Negli anni Trenta Julius Evola, nella prefazione all’edizione dei Protocolli curata da Preziosi, affermava che non era necessario accertare l’autenticità del testo, perché la realtà storica ne dimostrava la veridicità.

La veridicità o l’autenticità di un falso che, come scriverà all’alba della seconda guerra mondiale Henri Rollin, sarebbe divenuto il più diffuso nel mondo dopo la Bibbia.

Nei volumi dedicati ai Protocolli dal dopoguerra in poi si è analizzata la storia, spesso romanzata, di questa calunnia, alla ricerca, quasi sempre, di uno o più falsari in terra francese, senz’affatto spiegare in modo chiaro le origini dell’intera questione.
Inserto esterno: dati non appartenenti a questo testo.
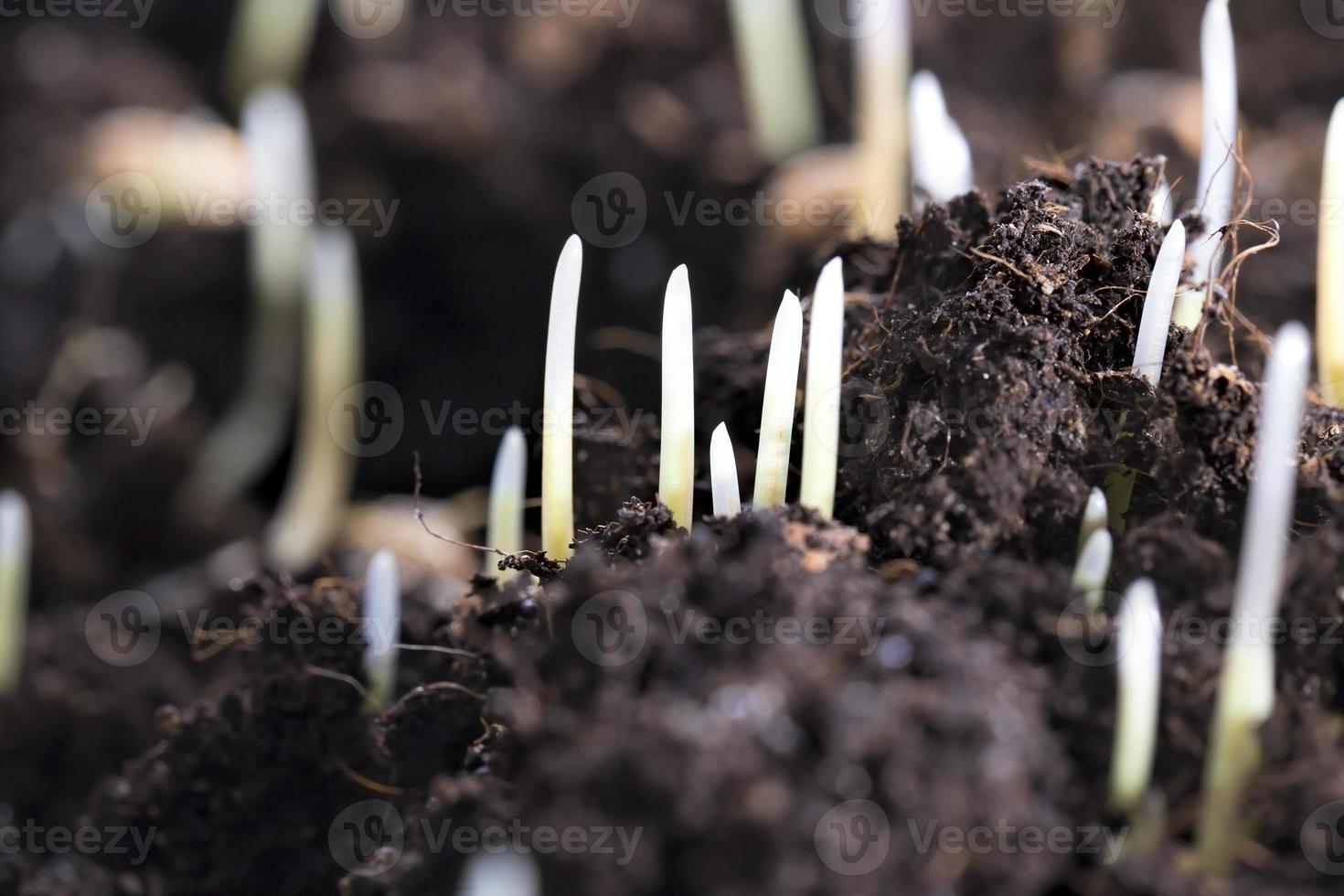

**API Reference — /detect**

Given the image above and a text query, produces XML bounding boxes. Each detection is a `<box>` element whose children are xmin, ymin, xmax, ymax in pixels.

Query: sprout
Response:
<box><xmin>1070</xmin><ymin>529</ymin><xmax>1112</xmax><ymax>613</ymax></box>
<box><xmin>1133</xmin><ymin>221</ymin><xmax>1186</xmax><ymax>386</ymax></box>
<box><xmin>1176</xmin><ymin>0</ymin><xmax>1236</xmax><ymax>329</ymax></box>
<box><xmin>226</xmin><ymin>0</ymin><xmax>325</xmax><ymax>109</ymax></box>
<box><xmin>798</xmin><ymin>258</ymin><xmax>844</xmax><ymax>517</ymax></box>
<box><xmin>729</xmin><ymin>0</ymin><xmax>821</xmax><ymax>163</ymax></box>
<box><xmin>1316</xmin><ymin>100</ymin><xmax>1344</xmax><ymax>407</ymax></box>
<box><xmin>910</xmin><ymin>71</ymin><xmax>976</xmax><ymax>203</ymax></box>
<box><xmin>1199</xmin><ymin>323</ymin><xmax>1310</xmax><ymax>872</ymax></box>
<box><xmin>1078</xmin><ymin>489</ymin><xmax>1107</xmax><ymax>553</ymax></box>
<box><xmin>0</xmin><ymin>490</ymin><xmax>32</xmax><ymax>695</ymax></box>
<box><xmin>485</xmin><ymin>426</ymin><xmax>527</xmax><ymax>583</ymax></box>
<box><xmin>752</xmin><ymin>292</ymin><xmax>803</xmax><ymax>509</ymax></box>
<box><xmin>183</xmin><ymin>86</ymin><xmax>315</xmax><ymax>516</ymax></box>
<box><xmin>364</xmin><ymin>548</ymin><xmax>402</xmax><ymax>715</ymax></box>
<box><xmin>1110</xmin><ymin>579</ymin><xmax>1163</xmax><ymax>813</ymax></box>
<box><xmin>658</xmin><ymin>264</ymin><xmax>695</xmax><ymax>530</ymax></box>
<box><xmin>266</xmin><ymin>227</ymin><xmax>361</xmax><ymax>570</ymax></box>
<box><xmin>709</xmin><ymin>423</ymin><xmax>741</xmax><ymax>517</ymax></box>
<box><xmin>541</xmin><ymin>237</ymin><xmax>583</xmax><ymax>560</ymax></box>
<box><xmin>855</xmin><ymin>0</ymin><xmax>910</xmax><ymax>240</ymax></box>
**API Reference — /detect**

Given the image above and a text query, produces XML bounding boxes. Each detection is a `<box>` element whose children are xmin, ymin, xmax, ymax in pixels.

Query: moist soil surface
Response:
<box><xmin>0</xmin><ymin>158</ymin><xmax>1344</xmax><ymax>896</ymax></box>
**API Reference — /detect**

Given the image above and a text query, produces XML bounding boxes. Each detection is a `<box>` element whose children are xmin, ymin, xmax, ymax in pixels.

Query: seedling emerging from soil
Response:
<box><xmin>1070</xmin><ymin>529</ymin><xmax>1113</xmax><ymax>613</ymax></box>
<box><xmin>1199</xmin><ymin>323</ymin><xmax>1310</xmax><ymax>873</ymax></box>
<box><xmin>798</xmin><ymin>258</ymin><xmax>844</xmax><ymax>517</ymax></box>
<box><xmin>266</xmin><ymin>227</ymin><xmax>363</xmax><ymax>570</ymax></box>
<box><xmin>752</xmin><ymin>292</ymin><xmax>803</xmax><ymax>509</ymax></box>
<box><xmin>658</xmin><ymin>264</ymin><xmax>695</xmax><ymax>532</ymax></box>
<box><xmin>1316</xmin><ymin>100</ymin><xmax>1344</xmax><ymax>407</ymax></box>
<box><xmin>183</xmin><ymin>86</ymin><xmax>315</xmax><ymax>516</ymax></box>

Rara eccezione è stata l’analisi lessicale e filologica dei Protocolli operata ne Il manoscritto inesistente da Cesare G. De Michelis, che ha firmato la prefazione anche di un interessante saggio, L’ombra del kahal. Immaginario antisemita nella Russia dell’Ottocento di Alessandro Cifariello.

 

In questo libro Cifariello ha esaminato la preistoria dei Protocolli in un ambiente russofono ed analizzato la questione ebraica in Russia e la diffusione dei miti attorno agli ebrei e alla comunità ebraica nella letteratura russa dell’Ottocento.

Cifariello si è soffermato in particolare sulla subcultura antiebraica propria della cultura russa del XIX secolo e sulla giudeofobia, ovvero quella recondita paura degli ebrei che, inizialmente sotto-testo narrativo, divenne successivamente accusa reale capace di scatenare distruzione e morte attraverso i pogrom antiebraici.

Il titolo del saggio di Cifariello ha riecheggiato quello pubblicato nel 1869 da Jacob Brafman, ebreo convertito, diventato giudeofobo, che era intitolato appunto Il libro del Kahal.

Brafman utilizzò il termine Kahal, che indicava la forma di autogoverno delle comunità ebraiche dell’Europa orientale, in modo distorto, con il significato di potenza occulta che, attraverso una cospirazione planetaria, attuava il programma di dominazione del mondo e di disgregazione fisica e morale dell’Impero russo.

Di grande interesse è stata anche la rassegna operata da Cifariello della lunga serie di testi pubblicati sulle pagine di riviste e quotidiani russi, in cui i due schieramenti contrapposti – i giudeofili e i giudeofobi (tra cui figurano personalità di spicco come Suvorin e lo stesso Dostoevskij) – si combattono a colpi d’inchiostro sul campo della questione ebraica.

Una rassegna che ha attesato il passaggio d’idee e miti della giudeofobia dalle riviste ai romanzi, e dimostrato quanto la bellettristica, ovvero la letteratura dilettantesca, sia stata parte di un più complesso sistema culturale, assieme alla pubblicistica e alla pamphlettistica reazionaria e conservatrice, e come abbia generato al proprio interno, a cominciare dagli avvenimenti storici della seconda metà degli anni settanta dell’Ottocento, un particolare genere di romanzo: quello giudeofobico, in cui il complotto ebraico viene presentato a tinte fosche, a volte persino con gli strumenti del romanzo gotico o del mistero.

Ne sono esempio le opere di cinque scrittori, oggi (fortunatamente) dimenticati, ma molto popolari nel periodo d’attività: Boleslav Michajlovič Markevič, Nikolaj Petrovič Vagner, Vsevolod Vladimirovič Krestovskij, Ieronim Ieronimovič Jasinskij, Savelij Konstantinovič Efron-Litvin.

L’ombra del Kahal  ha rappresentato, dunque, una profonda analisi letteraria sulle origini, tra storia e mito, dell’antisemitismo russo. Un’opera preziosa per indagare sulle origini dei Protocolli.